Dynamic Datatype-Programming

OCAML’s ability to create new datatypes via type variants and products is extremely useful. It is also partly forced on us by the typing restrictions, as we can’t otherwise have a function that can take both integers and floats and strings etc. So in Racket we can have a function that does one thing if its input is a pair, another thing if the input is a number and so on. Racket offers us predicates like pair?, number? etc to be able to do that.

We will see now how to create our own datatypes, in two ways.

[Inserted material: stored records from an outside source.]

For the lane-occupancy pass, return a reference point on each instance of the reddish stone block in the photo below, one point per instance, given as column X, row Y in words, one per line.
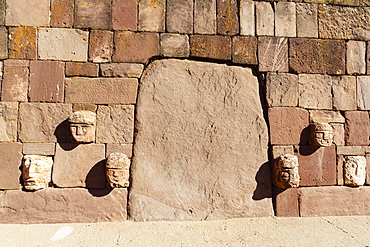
column 317, row 56
column 82, row 69
column 227, row 17
column 124, row 15
column 288, row 126
column 357, row 128
column 46, row 81
column 135, row 47
column 317, row 166
column 206, row 46
column 22, row 43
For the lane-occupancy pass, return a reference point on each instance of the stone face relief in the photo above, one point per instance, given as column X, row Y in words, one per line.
column 286, row 171
column 82, row 126
column 321, row 134
column 118, row 170
column 36, row 171
column 354, row 170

Dynamic Datatype-Programming via tagged lists

We can create our own predicates and “constructors”. The idea is simple, using “tagged lists”:

We represent each “value” as a list.
The first entry holds a symbol indicating the kind/type of value.
The remaining entries hold various components of the value.
We build a “constructor” function that creates the cons cell.
We build a predicate that tests if the symbol in the first entry is the right one.
We build accessors to get hold of the other entries.

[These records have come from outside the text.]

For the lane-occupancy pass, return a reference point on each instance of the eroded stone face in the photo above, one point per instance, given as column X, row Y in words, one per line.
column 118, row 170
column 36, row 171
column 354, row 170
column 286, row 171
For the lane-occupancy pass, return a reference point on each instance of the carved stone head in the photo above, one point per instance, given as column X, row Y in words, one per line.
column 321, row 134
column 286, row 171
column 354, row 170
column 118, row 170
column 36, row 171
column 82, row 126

This is in fact not unlike how these kinds of data structures are actually implemented in memory.

For example, suppose we wanted to have something equivalent to the expression datatype we’ve been working with, a very simplified form of which would be:

type expr = Num of i
          | Add of expr * expr
          | Mult of expr * expr

Here is how that might look in Racket, with our plan to use lists to represent different datatypes:

;; Constructors
(define (Num i) (list 'Num i))
(define (Add e1 e2) (list 'Add e1 e2))
(define (Mult e1 e2) (list 'Mult e1 e2))
;; Predicates
(define (Num? e) (eq? (car e) 'Num))
(define (Add? e) (eq? (car e) 'Add))
(define (Mult? e) (eq? (car e) 'Mult))
;; Accessors
(define (Num-i e) (car (cdr e)))
(define (Add-e1 e) (car (cdr e)))
(define (Add-e2 e) (car (cdr (cdr e))))
(define (Mult-e1 e) (car (cdr e)))
(define (Mult-e2 e) (car (cdr (cdr e))))

With these definitions in mind, here’s how the evaluation of an expression might go:

(define (eval-expr e)
  (cond [(Num? e) (Num-i e)]
        [(Add? e) (+ (eval-expr (Add-e1 e))
                     (eval-expr (Add-e2 e)))]
        [(Mult? e) (* (eval-expr (Mult-e1 e))
                      (eval-expr (Mult-e2 e)))]
        [else (error "Unknown expression")]))

(eval-expr (Num 4))
(eval-expr (Add (Num 4)
                (Mult (Num 3) (Num 5))))

As you can imagine, writing all the accessors above can be tedious. Racket in fact offers us an alternative, in the form of structs. You could also imagine some macro mechanism that automatically does the kind of work needed to create the above definitions. In fact that’s what structs more or less do for us, with some extra features added in.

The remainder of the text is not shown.